Dr Bawumia said this when the Yoruba Traditional Council in Ghana conferred chieftaincy titles on 45 distinguished Yoruba personalities resident in Ghana.
The personalities, comprising 30 males and 15 females, were conferred with Yoruba chieftain titles, including ‘Baba Adini’ and ‘Iyalode’, for their immense contributions to the growth and development of the Yoruba community in Ghana.
The exciting and colourful ceremony took place at the Forecourt of the State House last Sunday, and in attendance were high-ranking traditional rulers from the Yoruba Kingdom in Nigeria and some chiefs and queenmothers of the Ga Traditional Area, the Council of Zongo Chiefs and some government officials.
The delegation from Nigeria was led by the Ooni of the Yoruba Kingdom of Ile-Ife, Oba Adeyeye Enitan Ogunwusi Ojaja II.
Other members of the delegation were the outgoing Nigerian High Commissioner to Ghana, Mr Olufemi Michael Abikoye; the Executive Governor of the Kwara State, Mallam Abdulrahman Abdulrasak; the Balogun of Yoruba in Ghana, Alhaji Dr Ahmed Vanderpuije, and other Yoruba leaders.
Nigerian culture on display
The conferment of chieftaincy titles was characterised by rich Nigerian culture.

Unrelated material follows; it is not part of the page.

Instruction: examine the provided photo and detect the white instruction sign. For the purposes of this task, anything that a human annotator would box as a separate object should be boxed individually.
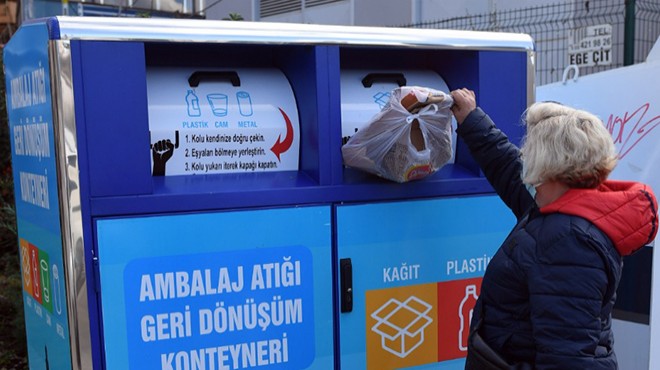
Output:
[147,67,300,176]
[568,24,612,67]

Yoruba cultural troupes welcomed the dignitaries with unique dances, accompanied by drumming and singing.
The personalities bestowed with chieftaincy titles, together with their families, were dressed in flowing Agbada and danced towards the Ooni as their names were mentioned to be presented with their titles.
Role of chieftaincy
Dr Bawumia underscored the important role chieftaincy played in the development of society.
“The state is very much embodied in our chiefs at the local level and if you look at the relationships among the different ethnic groups, you will notice that if our chiefs get along, our people also get along,” he said.
He traced the origins of the Ga people to Ile Ife in Nigeria and indicated that that was proof that the people of Ghana and Nigeria were one people with a common destiny.
“Today’s ceremony is a beautiful one. We are seeing how similar our respective cultures are. I am encouraged by the close bond between Ghana and Nigeria. We have our rivalries when it comes to soccer and jollof, but fundamentally we are one people,” he said.
Dr Bawumia mentioned a personal experience he had with a Nigerian and said: “I am here today for a Yoruba-Ghanaian who was my headmaster. He made me who I am today and I will forever owe him gratitude. Let us continue to keep together and help one another.”
Yoruba King impressed
The Ooni of the Yoruba Kingdom of Ile-Ife commended Ghana for being a beacon of hope for the African continent when it came to the practice of democracy and engendering peace.
He heaped praises on the government of Ghana for instituting the Year of Return, saying: “It has given Africans in the Diaspora a sense of belonging to the continent of Africa.
Africans in the Diaspora are now tracing their roots to the continent and we thank Ghana for leading the way.”
Oba Ojaja also thanked the leadership of the Ga Traditional Council for the cordial relations it had had with the Yoruba Kingdom over the years.
Among the Ghanaian dignitaries present at the ceremony were the National Chief Imam, Sheikh Osmanu Nuhu Sharubutu; the Nungua Mantse, King Odaifio Welentsi III; the Chief Executive Officer of the National Petroleum Authority, Mr Hassan Tampuli, and a three-time Journalist of the Year, Mr Abdul Razak El Alawa, who was the Chairman for the ceremony.
There was also a delegation from the Office of former President John Dramani Mahama, including the Third Vice-Chairman of the National Democratic Congress, Alhaji Said Sinare; the Second Vice-Chairperson, Ms Sherry Ayitey, and the MP for Odododiodoo, Nii Lante Vanderpuye.